CHAPITRE XV

Bureaux du F.B.I.

- Je ne sais pas Amita. Vous croyez vraiment que…

Larry laissa soudain sa phrase en suspens et la jeune femme vit ses yeux s'écarquiller tandis que sa bouche restait ouverte. Elle suivit la direction de son regard et sursauta à son tour avant de se précipiter.

- Charlie ! Oh Charlie !

Elle se jeta au cou du mathématicien et l'embrassa, les larmes aux yeux. Il était là ! Il était enfin sorti de son marasme inquiétant ! Charlie ne lui rendit pas son baiser. Il la serra cependant gentiment contre lui en demandant :

- Alors, vous en êtes où ?

Ses compagnons furent impressionnés par la sécheresse de son ton, la lueur dure qui brillait dans ses prunelles. Visiblement, après le temps du chagrin était venu le temps de la colère. A ce moment-là, David fit irruption dans le bureau. Lui aussi fut abasourdi de trouver Charlie dans les lieux.

- Charlie ? Est-ce que tout va bien ?

A peine eut-il prononcé cette phrase qu'il se mordit les lèvres. Il se serait envoyé des claques ! Est-ce que c'était le genre de question à poser à un garçon qui venait de perdre son frère dans des circonstances atroces ? Mais Charlie ne sembla pas relever l'incongruité de la demande. Sans y répondre, il interrogea à nouveau :

- Vous en êtes où ? Vous avez une piste ?

- Charlie, tu es sûr d'être capable de nous aider sur ce coup là ? Ce n'est pas…

- Je sais ! coupa le mathématicien. Mais oui, je me sens tout à fait capable de vous aider. De quoi aurai-je l'air si je ne vous aidais pas, justement sur ce dossier ? Comment est-ce que je pourrais me supporter si je ne participais pas à cette enquête ?

- D'accord Charlie, si tu es sûr, concéda l'agent.

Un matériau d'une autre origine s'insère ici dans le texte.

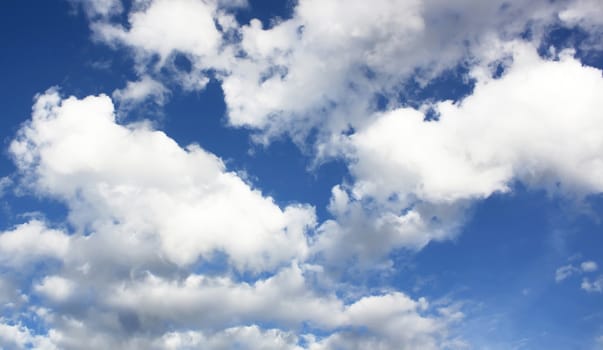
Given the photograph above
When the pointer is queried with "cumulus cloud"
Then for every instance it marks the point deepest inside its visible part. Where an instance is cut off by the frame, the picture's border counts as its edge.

- Je n'ai jamais été aussi sûr David, jamais !

Celui-ci fit alors venir le reste de l'équipe qui se montra à la fois heureuse et inquiète de trouver Charlie là. On lui fit un topo sur l'affaire. Il en connaissait déjà évidemment les grandes lignes puisqu'il avait travaillé dessus, conduisant les agents à l'entrepôt. Seul le dernier chapitre écrit lui était étranger : les recherches engagées depuis l'incendie. Les agents lui apprirent avoir plusieurs pistes, d'après ses propres déductions antérieures, bien sûr, mais aussi d'après les intuitions de Don qui lui soufflaient de fouiller du côté de l'université.

- C'est par là qu'on va chercher d'abord.

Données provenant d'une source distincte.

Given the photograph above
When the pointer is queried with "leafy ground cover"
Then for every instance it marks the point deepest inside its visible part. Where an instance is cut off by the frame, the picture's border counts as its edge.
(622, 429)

Larry et Amita le regardèrent, bouche bée : cela allait totalement à l'encontre de leur dernière conversation. Il s'était alors violemment emporté contre ce qu'il appelait l'idée fixe de Don de trouver un coupable dans leurs murs. Mais depuis, tant de choses avaient changé, et pour le pire !

Il voulait offrir sa revanche à son frère, et cette revanche, elle devait d'abord passer par la vérification de son hypothèse. Pourtant, il savait que, si celle-ci se révélait être la bonne, la culpabilité qui le crucifiait en serait encore renforcée. Mais il ne reculerait pas : fidélité, bravoure, intégrité. Il serait fidèle au serment de Don.

Ses compagnons obtempérèrent à ses suggestions. Outre qu'ils pensaient que ce n'était pas du temps perdu, ils étaient conscients que Charlie n'était pas dans son état normal, et qui aurait pu le lui reprocher ? Il y avait en lui ils ne savaient quoi d'alarmant, cette impression diffuse qu'ils étaient en présence de quelqu'un prêt à exploser à la moindre occasion. Et c'était bien ce qu'était Charlie en ce moment précis : une bombe à retardement dont la minuterie s'était déclenchée au moment même où son frère perdait la vie.